If STPs and ICSs plans don’t face these existential challenges to the NHS and grasp exciting opportunities to reinvent our models of care delivery using technology across whole systems, they will miss the chance to enable the world’s most efficient health system to be higher quality and even more efficient in the future
Firstly, they will need to start by looking at the real needs of the people in their populations. You can quibble about the numbers but something like 30 per cent of patients in hospital beds could be being cared for somewhere else, giving them more liberty and quality of life, and up to half of these people have dementia and need constant support. At least a third of hospital outpatients could be eliminated by either dispensing with unnecessary appointments altogether through better referral triage and follow-up management, through appropriate community based services or by moving to digital consultations. And at least a quarter, and perhaps a half, of GP appointments could be avoided through better access to non-medical services and online, telephone and video based consultations. None of these changes will close beds or reduce the need for GPs in the long run, but they will create the capacity to manage growing demand and provide access and more time for the people who really need to be admitted to hospital or sit with a GP who knows them and their history.
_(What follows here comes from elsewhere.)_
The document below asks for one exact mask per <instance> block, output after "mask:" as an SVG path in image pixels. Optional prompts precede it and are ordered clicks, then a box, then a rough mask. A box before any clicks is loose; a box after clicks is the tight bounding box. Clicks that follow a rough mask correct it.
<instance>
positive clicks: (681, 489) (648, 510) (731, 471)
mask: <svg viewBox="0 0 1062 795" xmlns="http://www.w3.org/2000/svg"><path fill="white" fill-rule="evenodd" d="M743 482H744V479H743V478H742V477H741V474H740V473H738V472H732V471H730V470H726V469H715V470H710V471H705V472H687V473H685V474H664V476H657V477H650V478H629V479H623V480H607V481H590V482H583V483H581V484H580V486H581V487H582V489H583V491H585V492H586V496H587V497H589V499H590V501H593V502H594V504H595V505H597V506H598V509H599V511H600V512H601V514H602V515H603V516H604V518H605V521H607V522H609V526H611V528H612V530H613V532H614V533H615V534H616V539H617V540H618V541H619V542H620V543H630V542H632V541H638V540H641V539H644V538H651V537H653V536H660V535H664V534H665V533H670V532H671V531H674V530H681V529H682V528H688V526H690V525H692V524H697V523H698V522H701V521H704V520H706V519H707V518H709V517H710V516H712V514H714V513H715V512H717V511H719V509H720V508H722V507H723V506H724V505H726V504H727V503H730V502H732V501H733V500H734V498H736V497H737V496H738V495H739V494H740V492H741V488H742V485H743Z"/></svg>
Secondly, the NHS will need to the time released for GPs and hospital specialists by these changes and use them to wrap care management around the people who need it most, to keep them out of hospital and living fulfilling lives. As the number of people over 100 increases from 15,000 to 150,000 over the next 20 years and more people live with multiple chronic conditions, the demands on nursing homes, palliative care, social care and families will increase dramatically. The NHS of the future needs to be able to provide support to people with health risks to stay healthy, whole life care to patients managing conditions to stay as well as possible and daily help to their carers trying to support loved ones.
Where will this huge shift to proactive, integrated community care come from? – primary care networks linking health, social care and the voluntary sector.
How will it be funded? – by utilising our hospital capacity more effectively and shifting the balance of investment to community based services so we don’t spend more on outpatient appointments than we do on the whole of primary care or commit the LTP growth money to more hospital beds.
In that way the NHS can proactively provide care management people throughout their lives – not offering a token year’s worth of support to a family living with dementia and hoping they will cope on their own after that.
And thirdly, to make this possible the NHS will have to think outside our traditional boxes in designing services. Patients don’t belong to institutions and nor does the funding associated with them. The NHS isn’t made up of state owned assets and people on the government payroll – ask the 50 per cent of patients who go to a self employed GP and the 20 per cent of patients who go to Boots to fill their NHS prescription whether they think these are NHS services – they are sure they are. The LTP delivery plans must embrace all of the assets available to a population including the voluntary sector, independent sector providers and high street chemists and grocers. They need to champion the adoption of digital primary care, home and care-home monitoring and video consultations, not as challenges to our clinical professionals, but as the next set of tools that will make dedicated professionals able to provide more care to more people, more of the time, whilst creating great jobs that people want to do.
If STPs and ICSs plans don’t face these existential challenges to the NHS and grasp exciting opportunities to reinvent our models of care delivery using technology across whole systems, they will miss the chance to enable the world’s most efficient health system to be higher quality and even more efficient in the future – they may as well focus on fighting the endless stream of alligators.